The use of TASERs and other ECDs is not harmless to animals.  The long list of warnings of potential injuries to people found on the TASER site will also apply to most animals.  They also note that the physically infirm, pregnant and elderly may be particularly at risk for injuries. TASER International has vigorously argued that the electrical current delivered by the TASER has not been a cause of death in people, although some experts argue that it could be a contributing factor in the death of those with serious medical or mental conditions and/or those on illicit drugs.       

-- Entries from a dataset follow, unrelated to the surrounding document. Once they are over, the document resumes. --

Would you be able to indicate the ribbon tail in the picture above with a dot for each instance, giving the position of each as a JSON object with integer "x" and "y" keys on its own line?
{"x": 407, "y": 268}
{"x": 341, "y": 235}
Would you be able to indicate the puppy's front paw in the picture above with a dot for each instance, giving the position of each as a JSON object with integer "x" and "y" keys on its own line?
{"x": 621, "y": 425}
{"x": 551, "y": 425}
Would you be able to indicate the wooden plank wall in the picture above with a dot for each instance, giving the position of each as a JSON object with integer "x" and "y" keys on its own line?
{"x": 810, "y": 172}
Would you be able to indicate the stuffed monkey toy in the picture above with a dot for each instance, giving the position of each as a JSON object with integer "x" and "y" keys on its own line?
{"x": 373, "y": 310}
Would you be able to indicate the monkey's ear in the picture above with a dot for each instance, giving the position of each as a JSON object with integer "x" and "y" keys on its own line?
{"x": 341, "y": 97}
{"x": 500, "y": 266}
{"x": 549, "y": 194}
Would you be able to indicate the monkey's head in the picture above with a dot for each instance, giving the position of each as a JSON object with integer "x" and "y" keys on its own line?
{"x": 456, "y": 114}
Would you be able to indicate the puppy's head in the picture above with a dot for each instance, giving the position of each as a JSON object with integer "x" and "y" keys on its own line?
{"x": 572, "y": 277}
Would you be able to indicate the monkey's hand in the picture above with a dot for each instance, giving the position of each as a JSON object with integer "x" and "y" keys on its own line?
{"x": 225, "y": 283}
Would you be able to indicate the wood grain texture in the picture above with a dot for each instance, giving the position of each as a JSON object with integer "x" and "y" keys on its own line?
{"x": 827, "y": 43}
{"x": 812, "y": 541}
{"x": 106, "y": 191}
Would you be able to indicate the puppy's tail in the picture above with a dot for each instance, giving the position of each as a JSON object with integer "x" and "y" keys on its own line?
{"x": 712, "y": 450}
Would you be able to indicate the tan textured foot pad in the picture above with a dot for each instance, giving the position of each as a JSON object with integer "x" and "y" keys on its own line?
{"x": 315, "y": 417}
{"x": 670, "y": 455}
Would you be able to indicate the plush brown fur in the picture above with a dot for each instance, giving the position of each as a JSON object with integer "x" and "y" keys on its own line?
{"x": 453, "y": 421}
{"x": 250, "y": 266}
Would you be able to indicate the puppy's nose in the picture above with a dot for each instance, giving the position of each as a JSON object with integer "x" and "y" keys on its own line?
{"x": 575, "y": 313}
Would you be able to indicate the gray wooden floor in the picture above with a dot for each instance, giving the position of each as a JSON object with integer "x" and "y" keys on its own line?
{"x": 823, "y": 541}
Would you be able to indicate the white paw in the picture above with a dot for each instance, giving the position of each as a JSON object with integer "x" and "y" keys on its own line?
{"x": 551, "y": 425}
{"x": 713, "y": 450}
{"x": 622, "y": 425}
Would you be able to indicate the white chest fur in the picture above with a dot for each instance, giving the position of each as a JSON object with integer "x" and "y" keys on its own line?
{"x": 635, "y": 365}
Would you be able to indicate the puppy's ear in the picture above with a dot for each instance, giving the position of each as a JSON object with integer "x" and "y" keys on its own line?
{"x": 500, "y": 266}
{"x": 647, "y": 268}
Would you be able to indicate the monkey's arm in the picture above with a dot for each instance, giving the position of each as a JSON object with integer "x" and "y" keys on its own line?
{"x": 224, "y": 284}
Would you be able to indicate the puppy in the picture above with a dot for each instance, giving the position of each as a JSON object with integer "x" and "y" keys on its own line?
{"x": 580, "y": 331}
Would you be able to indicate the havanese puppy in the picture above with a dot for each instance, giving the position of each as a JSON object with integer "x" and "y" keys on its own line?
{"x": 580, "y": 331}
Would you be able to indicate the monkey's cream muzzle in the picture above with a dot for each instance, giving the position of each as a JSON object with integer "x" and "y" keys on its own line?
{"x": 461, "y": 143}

Use of ECDs by trained law enforcement or wildlife officers is one thing, the use by untrained civilians is another.  ECDs are legal to own and carry in most states and cities of the US and no training is required.  You can find a list of exceptions on the TASER site.  Many manufacturers actively market to civilians for personal protection.  Misuse of these devices is dramatically increased in the hands of untrained and irresponsible people.

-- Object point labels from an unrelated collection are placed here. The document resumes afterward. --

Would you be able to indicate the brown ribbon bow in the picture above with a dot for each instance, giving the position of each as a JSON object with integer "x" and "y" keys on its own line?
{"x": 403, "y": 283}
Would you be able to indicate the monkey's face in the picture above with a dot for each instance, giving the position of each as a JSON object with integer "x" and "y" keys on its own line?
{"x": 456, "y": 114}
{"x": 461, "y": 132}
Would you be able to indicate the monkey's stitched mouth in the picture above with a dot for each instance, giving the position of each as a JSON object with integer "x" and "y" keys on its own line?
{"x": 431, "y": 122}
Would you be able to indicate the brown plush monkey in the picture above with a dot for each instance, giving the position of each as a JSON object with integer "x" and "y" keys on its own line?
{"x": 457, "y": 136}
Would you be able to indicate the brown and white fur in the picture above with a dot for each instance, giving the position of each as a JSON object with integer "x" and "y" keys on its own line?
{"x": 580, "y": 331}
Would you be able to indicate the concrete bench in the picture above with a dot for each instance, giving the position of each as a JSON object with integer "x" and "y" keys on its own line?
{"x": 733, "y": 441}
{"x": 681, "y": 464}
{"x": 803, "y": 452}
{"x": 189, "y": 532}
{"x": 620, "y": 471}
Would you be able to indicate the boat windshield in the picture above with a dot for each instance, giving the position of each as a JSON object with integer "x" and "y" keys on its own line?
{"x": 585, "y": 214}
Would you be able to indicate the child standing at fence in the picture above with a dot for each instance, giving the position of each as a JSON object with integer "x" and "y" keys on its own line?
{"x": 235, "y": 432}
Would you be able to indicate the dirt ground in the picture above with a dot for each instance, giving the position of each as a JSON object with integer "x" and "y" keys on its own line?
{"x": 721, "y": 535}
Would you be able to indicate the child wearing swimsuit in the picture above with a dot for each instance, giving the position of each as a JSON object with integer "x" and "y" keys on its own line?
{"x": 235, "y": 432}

Our belief is that if the animals’ or peoples’ lives are in imminent danger, and no other options are viable, the use of ECDs may be justified. Others will likely have different opinions.  With no clear protocols for their use and the wide availability to almost anyone, of more concern to us is the potential for abuse and misuse. The potential costs (injury or suffering to the animal) and benefits (reducing harm or death to people and animals) should always be carefully weighed when decided to use any device that can cause harm. 

More detailed information, including research articles on the use of these devices, is available in our membership site, www.BehaviorEducationNetwork.com

Websites and Videos of Interest

TASER’s web page describing the Wildlife TASER with references to articles and research.
http://www.taser.com/products/Pages/wildlife-management-taser.aspx

TASER’s claims of potential injury or death on their citizen warnings page
http://www.taser.com/legal/Documents/mpc0099_rev_a_citizen_warnings.pdf

NACA Policy on the Use of Electro Muscular Disruption Device (EMDD) on Animals
http://www.nacanet.org/guidelines.html#emdd

Video – Bull apparently hit with ECD, falls, then jumps up and attacks
http://www.youtube.com/watch?v=Px_N2WLE1yo&feature=related
 

3 Responses to “TASERS® for Animals?”

  • Shirley Powell

    How long will it be before we see a story on the news about some angry neighbor using the devise to shut their neighbors barking dog up?  And the dog is severly hurt or dies from improper use?  Could a yapping small dog withstand the voltage?  Theer are so many negatives to this it's scary.

  • JL Ewing

    As a backpacker, I'm interested in the utility of such a device for use in an emergency while camping in bear country.  We take all the usual precautions, but stuff happens.  I have many objections (moral, ethical, practical, legal) to carrying a firearm while traveling in the wilderness.  Maybe this is an alternative.  Thanks for the idea!

    • Suzanne & Dan

      Thanks for your comment JL. I think yours is a perfect example of an appropriate trade off and responsible use situation. There have been a number of serious and even fatal attacks by bears in Colorado, even when people were camping in designated camping sites. If it comes down to you or the bear, the Taser device is probably safer for those around you than you firing a gun – even if it were legal – which as you know in many back country areas it isn’t.